RAMALLAH, June 30 (JMCC) - In lieu of an agreement over what to do with Palestinian sewage from East Jerusalem
, the waste water continues to flow into the environmentally fragile Dead Sea. Israeli officials are considering establishing a treatment plant in East Jerusalem, reports the Global Post
“It’s the greatest environmental hazard in the country,” said Naomi Tzur, Jerusalem’s deputy mayor, who heads the planning and environmental committees on the city council. “I don’t sleep easily at night knowing that this is happening.”Read
The Dead Sea is one of the contenders to be named among the Seven Natural Wonders of the World in an online poll that organizers estimate will draw a billion voters by the time results are announced next year. But its location also puts it in the firing line of a conflict almost as bitter as the sea’s highly saline water.
In 1993, the German government offered to finance a sewage-treatment plant for East Jerusalem. The plant was to be run jointly by Israel and the Palestinian Authority, which was founded that year as part of the Oslo Accords.

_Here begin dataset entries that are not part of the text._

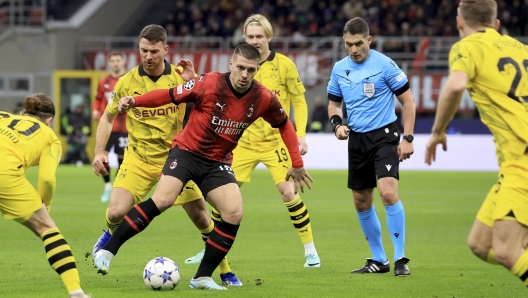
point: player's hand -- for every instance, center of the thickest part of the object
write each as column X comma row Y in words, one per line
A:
column 96, row 115
column 187, row 73
column 300, row 178
column 100, row 159
column 47, row 206
column 342, row 132
column 405, row 150
column 303, row 147
column 430, row 148
column 125, row 103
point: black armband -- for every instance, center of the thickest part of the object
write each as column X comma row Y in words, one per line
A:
column 402, row 89
column 335, row 121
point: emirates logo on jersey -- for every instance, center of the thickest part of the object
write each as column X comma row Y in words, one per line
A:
column 173, row 164
column 229, row 127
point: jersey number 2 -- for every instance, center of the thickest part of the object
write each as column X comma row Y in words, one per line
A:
column 27, row 132
column 518, row 74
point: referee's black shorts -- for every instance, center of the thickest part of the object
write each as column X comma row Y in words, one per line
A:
column 371, row 154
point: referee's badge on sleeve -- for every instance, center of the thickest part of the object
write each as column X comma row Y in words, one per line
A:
column 369, row 89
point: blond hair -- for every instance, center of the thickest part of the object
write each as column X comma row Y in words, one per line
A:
column 259, row 20
column 478, row 13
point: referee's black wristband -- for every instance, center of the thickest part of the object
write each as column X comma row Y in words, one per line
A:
column 335, row 121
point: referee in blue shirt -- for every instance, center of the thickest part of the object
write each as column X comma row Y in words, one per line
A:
column 367, row 81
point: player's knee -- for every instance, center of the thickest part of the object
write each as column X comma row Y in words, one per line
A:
column 389, row 196
column 288, row 195
column 503, row 255
column 163, row 202
column 116, row 214
column 233, row 215
column 478, row 248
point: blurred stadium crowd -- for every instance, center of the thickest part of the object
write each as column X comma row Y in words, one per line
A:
column 313, row 18
column 307, row 18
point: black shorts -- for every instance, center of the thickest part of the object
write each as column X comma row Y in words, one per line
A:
column 371, row 154
column 208, row 174
column 118, row 140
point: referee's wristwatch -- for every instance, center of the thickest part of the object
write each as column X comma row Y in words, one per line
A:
column 408, row 138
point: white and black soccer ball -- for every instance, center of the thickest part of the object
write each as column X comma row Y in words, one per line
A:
column 161, row 274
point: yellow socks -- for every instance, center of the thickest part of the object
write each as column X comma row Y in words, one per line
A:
column 111, row 225
column 61, row 259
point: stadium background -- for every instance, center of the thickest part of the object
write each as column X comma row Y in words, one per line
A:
column 59, row 47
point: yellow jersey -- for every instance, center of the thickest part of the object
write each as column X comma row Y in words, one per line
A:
column 150, row 130
column 498, row 83
column 279, row 74
column 25, row 141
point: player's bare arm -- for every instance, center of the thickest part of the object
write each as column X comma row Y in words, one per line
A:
column 300, row 114
column 125, row 103
column 447, row 106
column 187, row 73
column 406, row 149
column 104, row 128
column 335, row 113
column 96, row 115
column 297, row 171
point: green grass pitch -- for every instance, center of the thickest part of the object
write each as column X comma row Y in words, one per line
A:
column 440, row 208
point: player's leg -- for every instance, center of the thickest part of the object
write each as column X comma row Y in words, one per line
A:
column 510, row 240
column 193, row 203
column 386, row 164
column 510, row 216
column 119, row 149
column 362, row 180
column 20, row 201
column 481, row 234
column 133, row 182
column 58, row 252
column 278, row 161
column 108, row 185
column 222, row 192
column 138, row 219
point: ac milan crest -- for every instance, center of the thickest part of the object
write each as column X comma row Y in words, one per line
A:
column 173, row 164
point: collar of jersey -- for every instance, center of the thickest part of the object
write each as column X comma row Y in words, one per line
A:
column 270, row 57
column 238, row 95
column 167, row 70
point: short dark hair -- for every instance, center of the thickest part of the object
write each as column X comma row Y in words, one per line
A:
column 247, row 51
column 356, row 26
column 39, row 105
column 478, row 13
column 116, row 53
column 155, row 33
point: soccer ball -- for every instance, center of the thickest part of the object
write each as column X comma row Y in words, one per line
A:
column 161, row 274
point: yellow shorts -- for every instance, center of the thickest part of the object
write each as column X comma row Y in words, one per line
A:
column 18, row 198
column 139, row 178
column 276, row 159
column 508, row 198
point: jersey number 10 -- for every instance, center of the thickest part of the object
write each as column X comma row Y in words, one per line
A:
column 518, row 76
column 26, row 132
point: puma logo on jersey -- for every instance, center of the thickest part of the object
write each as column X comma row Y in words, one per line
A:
column 221, row 106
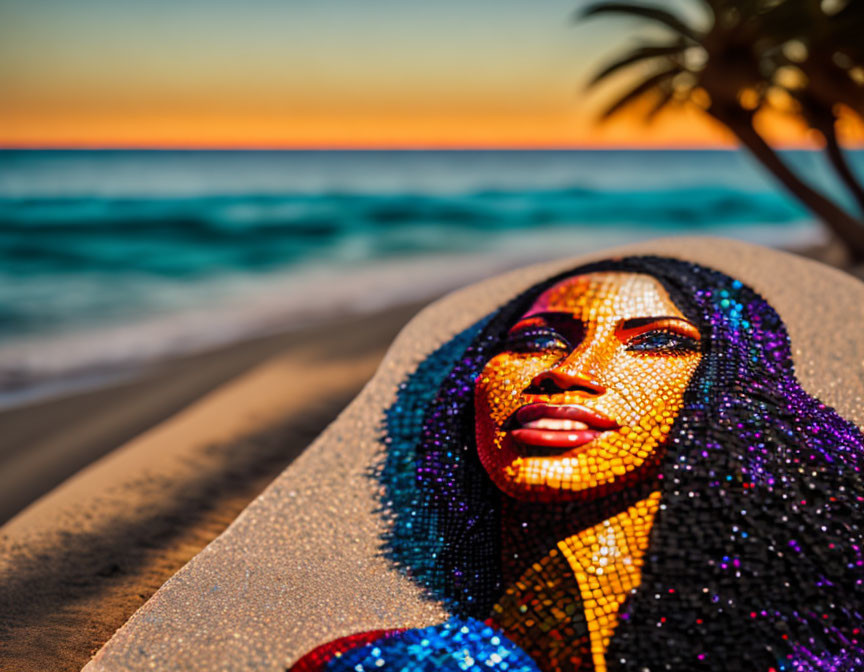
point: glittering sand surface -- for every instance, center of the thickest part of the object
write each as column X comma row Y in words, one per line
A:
column 77, row 564
column 300, row 565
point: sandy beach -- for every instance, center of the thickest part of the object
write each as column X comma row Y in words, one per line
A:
column 136, row 478
column 77, row 563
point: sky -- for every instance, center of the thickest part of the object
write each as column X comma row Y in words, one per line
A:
column 320, row 74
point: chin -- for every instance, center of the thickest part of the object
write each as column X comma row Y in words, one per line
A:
column 508, row 479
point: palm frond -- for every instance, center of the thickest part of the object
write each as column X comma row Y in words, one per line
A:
column 649, row 12
column 635, row 56
column 663, row 99
column 641, row 89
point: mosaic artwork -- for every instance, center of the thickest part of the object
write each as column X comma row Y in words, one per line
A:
column 618, row 470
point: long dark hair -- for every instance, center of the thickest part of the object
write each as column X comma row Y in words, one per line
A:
column 755, row 559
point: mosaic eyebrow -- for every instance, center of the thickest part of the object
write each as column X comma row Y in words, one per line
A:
column 637, row 323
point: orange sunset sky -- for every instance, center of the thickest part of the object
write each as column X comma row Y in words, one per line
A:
column 320, row 74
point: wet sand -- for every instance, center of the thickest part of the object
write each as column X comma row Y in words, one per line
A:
column 174, row 457
column 76, row 564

The Palestinians refused to accept a joint project because they didn’t want to recognize any Israeli authority over the territory occupied since 1967.
So while West Jerusalem has state of the art sewage facilities, the effluent of Palestinians living east of the pre-1967 border has nowhere to go but down to the Dead Sea. In a city of about 800,000 people, 32 percent of the population is essentially tipping the contents of their toilets, showers and kitchen appliances directly into the Dead Sea.